I’ve always liked the idea of never installing software manually, but its only been recently that I’ve had access to the tools to accomplish that. Octopus, NuGet and Powershell form a very powerful combination for managing deployments on Windows. I have no idea what the equivalent is for Linux, but I’m sure there is something. At some point in the future Octopus is going to offer the ability to do SSH deploys which will allow me to include more Linux infrastructure (or manage existing Linux infrastructure even better, I’m looking at you ELK stack).

Save the Environment

The environment is pretty simple. A Load Balancer hooked up to an Auto Scaling Group, whose instances are configured to do some simple setup, (including using Octopus to deploy some software) and a DNS record so that I can refer to the load balancer in a nice way.

I’ve done enough of these simple sorts of environments now that I didn’t really run into any interesting issues. Don’t get me wrong, they aren’t trivial, but I wasn’t stuck smashing my head against a desk for a few days while I sorted out some arcane problem that ended up being related to case sensitivity or something ridiculous like that.

One thing that I have learned, is to setup the Octopus project that will be deployed during environment setup ahead of time. Give it some trivial content, like running a Powershell script, and then make sure it deploys correctly during the startup of the instances in the Auto Scaling Group. If you try to sort out the package and its deployment at the same time as the environment, you’ll probably run into issues where the environment setup technically succeeded, but because the deployment of the package failed, the whole thing failed and you have to wait another 20 minutes to fix it. It really saves a lot of time to create the environment in such a way that you can extend it with deployments later.

Technically you could also make it so failing deployments don’t fail an environment setup, but I like my environments to work when they are “finished”, so I’m not really comfortable with that in the long run.

The only tricky things about the proxy environment are making sure that you setup your security groups appropriately so that the proxy port can be accessed, and making sure that you use the correct health check for the load balancer (for Squid at least, TCP over the port 3128 (the default for Squid) is a good health check).

That's a Nice Package

With the environment out of the way, its time to setup the package that will be used to deploy Squid.

Squid is available on Windows via diladele.

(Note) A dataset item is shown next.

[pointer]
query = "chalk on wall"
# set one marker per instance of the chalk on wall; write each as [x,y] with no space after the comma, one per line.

Since 99% of our systems are 64 bit, I just downloaded the 64 bit MSI. Using the same structure that I used for the Nxlog package, I packaged up the MSI and some supporting scripts, making sure to version the package appropriately. Consistent versioning is important, so I use the same versioning strategy that I use for our software components. Include a SharedAssemblyInfo file and then mutate that file via some common versioning Powershell functions.

Apart from installation of Squid itself, I also included the ability to deploy a custom configuration file. The main reason I did this was so that I could replicate out current Squid proxy config exactly, because I’m sure it does things that have been built up over the last few years that I don’t understand. I did this in a similar way to how I did config deployment for Nxlog and Logstash. Essentially a set of configuration files are included in the Nuget package and then the correct one is chosen at deployment time based on some configuration within Octopus.

I honestly don’t remember if I had any issues with creating the Squid proxy package, but I’m sure if I had of, they would be fresh in my mind. MSI’s are easy to install silently with MSIEXEC once you know the arguments, and the Squid installer for Windows is pretty reliable. I really do think it was straightforward, especially considering that I was following the same pattern that I’d used to install an MSI via Octopus previously.

Delivering the Package

This is standard Octopus territory. Create a project to represent the deployable component, target it appropriately at machines in roles and then deploy to environments. Part of the build script that is responsible for putting together the package above can also automatically deploy it via Octopus to an environment of your choice.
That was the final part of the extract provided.